Pandemia: il potere delle storie, antidoto alla paura

LA RECENSIONE. Un condominio chiuso in una boccia di vetro: un’immagine evocativa quella della copertina di «56 giorni» (Fazi) di Catherine Ryan Howard, un thriller psicologico ambientato ai tempi della pandemia.

Un’opera che sfida il desiderio di dimenticare e lasciarsi alle spalle un periodo molto drammatico, finora quindi rimasto ai margini della produzione narrativa. Le atmosfere claustrofobiche del lockdown sono narrate attraverso la storia d’amore fra Ciara e Oliver, che si incontrano per caso al supermercato e si ritrovano a vivere insieme, forzando i tempi, all’inizio della relazione, per aggirare i divieti di spostamento. Entrambi sono in fuga dal loro passato e nascondono segreti.

In seguito nell’appartamento di Oliver viene ritrovato un cadavere: inizia un’indagine che si dilata nel tempo e nello spazio, affondando negli angoli più oscuri dell’animo umano e di un periodo che ha lasciato segni profondi nella vita delle persone.

«Nel palazzo bianco» (Solferino) di Nicola Del Duce, ai tempi portavoce del ministro della Salute, racconta, invece, la pandemia dal punto di vista di chi doveva decidere dei destini di tutti, ritrovandosi al centro di un «ciclone planetario», in una sorta di romanzo di formazione collettivo.

La stessa ambientazione si ritrova in «14 giorni» (Ponte alle Grazie), romanzo collaborativo a cura di Margaret Atwood e Douglas Preston.
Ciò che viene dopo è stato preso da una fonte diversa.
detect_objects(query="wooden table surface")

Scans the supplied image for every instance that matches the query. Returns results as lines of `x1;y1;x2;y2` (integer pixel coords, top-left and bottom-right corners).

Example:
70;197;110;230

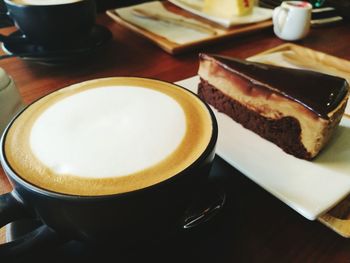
1;12;350;262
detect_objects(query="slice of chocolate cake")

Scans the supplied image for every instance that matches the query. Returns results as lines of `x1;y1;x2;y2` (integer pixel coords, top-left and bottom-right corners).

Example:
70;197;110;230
198;53;349;160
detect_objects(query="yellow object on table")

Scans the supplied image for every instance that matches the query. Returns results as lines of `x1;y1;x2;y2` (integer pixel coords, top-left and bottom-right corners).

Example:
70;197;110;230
203;0;254;17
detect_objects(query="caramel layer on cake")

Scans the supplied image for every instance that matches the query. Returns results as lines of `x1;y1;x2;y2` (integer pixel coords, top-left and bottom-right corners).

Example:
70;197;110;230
198;53;349;159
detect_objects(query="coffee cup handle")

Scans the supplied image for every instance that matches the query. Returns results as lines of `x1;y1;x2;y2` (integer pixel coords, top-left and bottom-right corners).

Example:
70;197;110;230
182;183;225;229
0;191;63;259
0;13;27;44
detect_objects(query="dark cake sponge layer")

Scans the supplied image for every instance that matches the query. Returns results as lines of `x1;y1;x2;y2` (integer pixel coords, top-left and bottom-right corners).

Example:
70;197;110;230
198;79;312;160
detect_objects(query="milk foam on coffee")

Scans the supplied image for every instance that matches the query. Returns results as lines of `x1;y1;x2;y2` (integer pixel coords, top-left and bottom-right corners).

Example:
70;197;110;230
11;0;81;5
30;86;186;178
4;78;212;196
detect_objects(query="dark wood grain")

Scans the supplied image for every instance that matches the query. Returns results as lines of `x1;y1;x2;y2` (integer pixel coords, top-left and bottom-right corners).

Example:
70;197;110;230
1;13;350;262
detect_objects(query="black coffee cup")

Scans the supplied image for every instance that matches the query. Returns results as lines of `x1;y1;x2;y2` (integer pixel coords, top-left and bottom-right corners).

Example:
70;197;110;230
0;0;96;48
0;77;224;259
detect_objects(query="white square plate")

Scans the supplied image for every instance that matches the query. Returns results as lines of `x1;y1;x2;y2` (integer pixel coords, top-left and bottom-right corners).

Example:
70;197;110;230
176;76;350;220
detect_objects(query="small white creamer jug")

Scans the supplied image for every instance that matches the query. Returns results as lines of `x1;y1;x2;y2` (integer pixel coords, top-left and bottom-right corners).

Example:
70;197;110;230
273;1;312;41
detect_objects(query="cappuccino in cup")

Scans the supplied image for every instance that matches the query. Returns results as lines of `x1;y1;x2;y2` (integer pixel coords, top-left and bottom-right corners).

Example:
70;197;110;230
4;77;213;196
10;0;82;5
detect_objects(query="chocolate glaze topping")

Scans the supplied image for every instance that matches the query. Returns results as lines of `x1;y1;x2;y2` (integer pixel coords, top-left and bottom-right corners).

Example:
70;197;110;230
200;53;349;119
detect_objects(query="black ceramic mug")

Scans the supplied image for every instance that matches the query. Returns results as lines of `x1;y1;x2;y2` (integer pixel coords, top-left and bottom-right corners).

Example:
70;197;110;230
0;77;224;258
0;0;96;48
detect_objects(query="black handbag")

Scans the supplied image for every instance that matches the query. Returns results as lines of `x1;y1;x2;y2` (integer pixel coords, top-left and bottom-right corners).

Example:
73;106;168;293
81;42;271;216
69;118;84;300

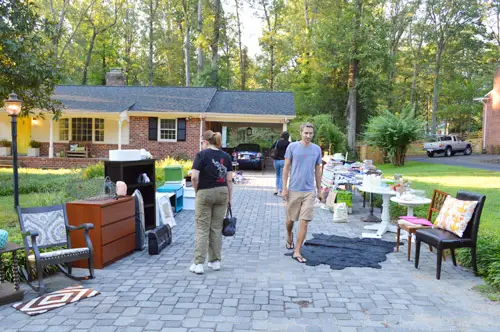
270;141;279;159
222;204;237;237
148;224;172;255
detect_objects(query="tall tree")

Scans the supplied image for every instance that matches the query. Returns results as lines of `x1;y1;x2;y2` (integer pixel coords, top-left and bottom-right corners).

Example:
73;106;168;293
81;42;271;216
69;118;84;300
0;0;61;115
211;0;222;85
182;0;192;86
234;0;245;89
427;0;482;134
196;0;204;75
81;0;119;85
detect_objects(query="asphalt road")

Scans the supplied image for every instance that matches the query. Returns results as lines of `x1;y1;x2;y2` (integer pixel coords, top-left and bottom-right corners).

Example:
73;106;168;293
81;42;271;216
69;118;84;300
407;154;500;172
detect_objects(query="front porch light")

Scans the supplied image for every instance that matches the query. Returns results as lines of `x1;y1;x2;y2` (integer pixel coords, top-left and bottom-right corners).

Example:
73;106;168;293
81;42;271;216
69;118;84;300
246;127;253;136
3;91;23;116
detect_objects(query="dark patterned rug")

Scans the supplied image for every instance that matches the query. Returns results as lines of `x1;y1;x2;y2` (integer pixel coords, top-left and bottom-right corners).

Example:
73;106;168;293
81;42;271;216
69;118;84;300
285;233;400;270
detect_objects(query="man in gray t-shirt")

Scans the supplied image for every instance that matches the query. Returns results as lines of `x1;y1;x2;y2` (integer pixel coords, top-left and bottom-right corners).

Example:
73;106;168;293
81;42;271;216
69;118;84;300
282;122;323;264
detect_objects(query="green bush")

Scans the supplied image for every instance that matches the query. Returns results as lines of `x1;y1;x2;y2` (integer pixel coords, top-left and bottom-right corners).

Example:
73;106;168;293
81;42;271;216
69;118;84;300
0;139;11;148
288;114;347;153
29;140;42;148
82;162;104;179
156;157;193;184
363;108;424;166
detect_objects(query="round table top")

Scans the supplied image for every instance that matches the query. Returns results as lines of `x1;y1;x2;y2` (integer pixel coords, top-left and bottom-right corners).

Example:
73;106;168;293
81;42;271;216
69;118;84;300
0;242;23;254
357;186;396;196
390;196;432;206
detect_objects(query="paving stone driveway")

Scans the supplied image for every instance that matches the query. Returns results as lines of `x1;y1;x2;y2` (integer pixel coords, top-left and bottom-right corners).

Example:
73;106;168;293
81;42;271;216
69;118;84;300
1;171;499;332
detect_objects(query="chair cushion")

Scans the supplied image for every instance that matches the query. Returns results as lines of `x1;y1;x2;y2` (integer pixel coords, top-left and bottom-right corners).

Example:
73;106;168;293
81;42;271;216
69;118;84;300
434;196;478;237
415;228;473;248
28;247;90;262
399;216;433;227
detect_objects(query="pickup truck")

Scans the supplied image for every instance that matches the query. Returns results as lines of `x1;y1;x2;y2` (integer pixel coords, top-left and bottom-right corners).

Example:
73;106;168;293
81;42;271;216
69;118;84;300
423;135;473;157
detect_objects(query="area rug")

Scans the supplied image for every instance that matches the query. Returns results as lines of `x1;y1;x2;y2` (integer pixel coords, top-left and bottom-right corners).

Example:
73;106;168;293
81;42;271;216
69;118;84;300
285;233;400;270
12;285;100;316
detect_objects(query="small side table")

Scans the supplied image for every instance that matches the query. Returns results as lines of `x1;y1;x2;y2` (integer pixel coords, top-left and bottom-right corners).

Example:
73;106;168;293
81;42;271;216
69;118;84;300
0;242;24;305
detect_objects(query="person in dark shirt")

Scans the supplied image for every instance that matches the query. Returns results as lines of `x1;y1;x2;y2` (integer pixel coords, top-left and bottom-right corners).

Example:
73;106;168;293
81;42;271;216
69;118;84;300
271;131;290;195
190;130;233;274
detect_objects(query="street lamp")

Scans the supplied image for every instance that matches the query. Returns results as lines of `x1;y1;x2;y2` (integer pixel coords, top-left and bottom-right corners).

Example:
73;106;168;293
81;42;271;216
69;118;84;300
3;92;23;209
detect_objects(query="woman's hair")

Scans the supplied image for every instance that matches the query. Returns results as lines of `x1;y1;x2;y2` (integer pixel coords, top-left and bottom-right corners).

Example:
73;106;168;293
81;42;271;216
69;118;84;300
280;131;290;140
203;130;222;147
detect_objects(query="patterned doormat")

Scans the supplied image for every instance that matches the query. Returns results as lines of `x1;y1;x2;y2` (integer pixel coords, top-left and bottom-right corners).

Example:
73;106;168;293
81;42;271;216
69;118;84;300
12;285;100;316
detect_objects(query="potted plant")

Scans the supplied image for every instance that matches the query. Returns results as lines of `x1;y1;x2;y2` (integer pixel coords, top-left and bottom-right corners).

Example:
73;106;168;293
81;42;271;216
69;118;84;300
0;139;11;156
28;140;41;157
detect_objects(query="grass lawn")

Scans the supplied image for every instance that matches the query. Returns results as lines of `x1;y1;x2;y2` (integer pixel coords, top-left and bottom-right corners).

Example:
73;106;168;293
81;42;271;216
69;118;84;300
378;161;500;298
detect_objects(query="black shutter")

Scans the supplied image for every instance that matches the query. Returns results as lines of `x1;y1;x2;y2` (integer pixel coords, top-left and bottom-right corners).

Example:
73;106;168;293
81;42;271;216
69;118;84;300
177;118;186;141
149;117;158;141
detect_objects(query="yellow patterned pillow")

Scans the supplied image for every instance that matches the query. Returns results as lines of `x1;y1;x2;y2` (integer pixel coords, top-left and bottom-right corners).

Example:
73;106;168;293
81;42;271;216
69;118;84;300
434;196;478;237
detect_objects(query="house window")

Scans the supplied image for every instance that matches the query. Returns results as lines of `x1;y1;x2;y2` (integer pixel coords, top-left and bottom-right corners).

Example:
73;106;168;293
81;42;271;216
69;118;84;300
59;119;69;141
94;118;105;142
71;118;92;141
159;119;177;141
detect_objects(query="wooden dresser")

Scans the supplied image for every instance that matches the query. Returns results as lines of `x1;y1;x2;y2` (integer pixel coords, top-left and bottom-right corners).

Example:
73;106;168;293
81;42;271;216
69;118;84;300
66;196;135;269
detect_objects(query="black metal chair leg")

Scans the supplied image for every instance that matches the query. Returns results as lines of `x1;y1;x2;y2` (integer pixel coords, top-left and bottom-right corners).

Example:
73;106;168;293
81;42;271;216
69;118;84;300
471;247;478;274
67;262;72;275
450;249;457;266
415;239;421;268
37;264;46;295
436;248;443;280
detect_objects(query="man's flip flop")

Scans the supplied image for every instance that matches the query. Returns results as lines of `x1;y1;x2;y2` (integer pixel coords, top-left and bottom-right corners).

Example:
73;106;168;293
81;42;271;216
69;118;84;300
286;232;294;250
292;255;307;263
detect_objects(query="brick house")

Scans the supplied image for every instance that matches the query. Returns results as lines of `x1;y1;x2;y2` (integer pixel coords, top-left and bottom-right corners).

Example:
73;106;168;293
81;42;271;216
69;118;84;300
0;73;295;166
475;89;499;154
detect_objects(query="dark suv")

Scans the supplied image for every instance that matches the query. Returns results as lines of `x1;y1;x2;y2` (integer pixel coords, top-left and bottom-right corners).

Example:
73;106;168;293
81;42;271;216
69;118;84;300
232;144;265;170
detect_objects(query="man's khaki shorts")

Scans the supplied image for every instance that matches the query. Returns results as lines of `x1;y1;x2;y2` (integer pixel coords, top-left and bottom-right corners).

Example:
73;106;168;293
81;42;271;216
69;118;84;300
286;190;315;221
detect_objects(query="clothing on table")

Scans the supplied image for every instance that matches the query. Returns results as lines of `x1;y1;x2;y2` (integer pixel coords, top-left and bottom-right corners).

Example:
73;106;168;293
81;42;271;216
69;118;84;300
274;159;285;191
192;149;233;190
271;139;290;160
284;142;322;192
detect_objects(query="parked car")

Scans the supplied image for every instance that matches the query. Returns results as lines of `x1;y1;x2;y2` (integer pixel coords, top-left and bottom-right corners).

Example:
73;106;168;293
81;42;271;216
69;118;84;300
232;143;265;170
423;135;473;157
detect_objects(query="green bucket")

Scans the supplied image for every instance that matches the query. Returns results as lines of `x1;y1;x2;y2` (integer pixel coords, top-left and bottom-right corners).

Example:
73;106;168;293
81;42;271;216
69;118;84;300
164;165;183;182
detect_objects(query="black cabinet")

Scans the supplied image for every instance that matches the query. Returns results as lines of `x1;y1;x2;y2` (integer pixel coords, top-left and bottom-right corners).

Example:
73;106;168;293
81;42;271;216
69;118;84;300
105;159;156;230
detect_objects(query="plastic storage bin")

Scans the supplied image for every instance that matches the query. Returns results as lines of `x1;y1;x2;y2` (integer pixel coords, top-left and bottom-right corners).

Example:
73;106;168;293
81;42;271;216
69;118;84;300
164;166;183;183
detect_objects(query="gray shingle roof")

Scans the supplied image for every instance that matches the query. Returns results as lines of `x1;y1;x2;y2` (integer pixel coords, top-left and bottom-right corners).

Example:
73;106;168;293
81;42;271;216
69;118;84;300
205;91;295;116
54;86;295;116
55;86;217;113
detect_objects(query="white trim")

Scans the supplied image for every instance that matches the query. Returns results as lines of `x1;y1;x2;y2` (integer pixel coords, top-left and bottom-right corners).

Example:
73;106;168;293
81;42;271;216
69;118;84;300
158;118;178;142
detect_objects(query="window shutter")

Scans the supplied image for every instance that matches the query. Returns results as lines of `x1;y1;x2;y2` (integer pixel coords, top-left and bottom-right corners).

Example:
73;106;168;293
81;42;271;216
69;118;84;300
149;117;158;141
177;118;186;141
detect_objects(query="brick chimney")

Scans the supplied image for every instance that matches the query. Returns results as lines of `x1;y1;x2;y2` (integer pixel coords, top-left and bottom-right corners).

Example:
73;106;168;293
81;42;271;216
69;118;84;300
105;68;125;86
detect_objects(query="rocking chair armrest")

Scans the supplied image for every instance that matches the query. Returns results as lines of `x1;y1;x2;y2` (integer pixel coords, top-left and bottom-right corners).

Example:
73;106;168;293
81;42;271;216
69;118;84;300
22;230;42;260
67;223;94;231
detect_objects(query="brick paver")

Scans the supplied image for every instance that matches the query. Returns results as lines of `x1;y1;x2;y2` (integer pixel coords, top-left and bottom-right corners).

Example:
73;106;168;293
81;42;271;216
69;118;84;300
1;170;498;331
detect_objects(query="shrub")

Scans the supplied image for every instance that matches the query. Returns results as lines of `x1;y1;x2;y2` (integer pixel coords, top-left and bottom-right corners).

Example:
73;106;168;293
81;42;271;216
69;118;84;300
29;140;42;148
289;114;347;153
0;139;12;147
82;162;104;179
156;157;193;184
363;108;424;166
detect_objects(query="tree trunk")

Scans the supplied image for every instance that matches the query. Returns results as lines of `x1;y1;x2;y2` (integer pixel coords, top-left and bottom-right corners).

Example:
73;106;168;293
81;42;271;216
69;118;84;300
261;1;274;90
211;0;222;85
184;24;191;86
347;59;359;154
304;0;310;31
410;62;419;108
197;0;203;74
241;47;248;90
148;0;156;86
431;49;442;134
82;31;97;85
235;0;244;89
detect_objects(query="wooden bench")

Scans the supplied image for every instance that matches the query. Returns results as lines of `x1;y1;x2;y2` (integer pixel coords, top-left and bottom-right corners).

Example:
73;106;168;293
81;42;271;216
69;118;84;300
65;150;89;158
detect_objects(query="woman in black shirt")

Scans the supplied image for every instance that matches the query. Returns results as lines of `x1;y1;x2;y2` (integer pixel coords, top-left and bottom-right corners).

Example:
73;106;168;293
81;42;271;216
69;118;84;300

A comporre la trama sono i contributi di alcuni fra i migliori autori contemporanei. Al centro un condominio i cui abitanti ogni sera si riuniscono per chiacchierare prima di dormire, e ognuno porta il suo racconto, reale o inventato, in una sorta di «Decamerone» dei nostri tempi. Il potere delle storie come segno di speranza, come antidoto alla sofferenza e alla paura.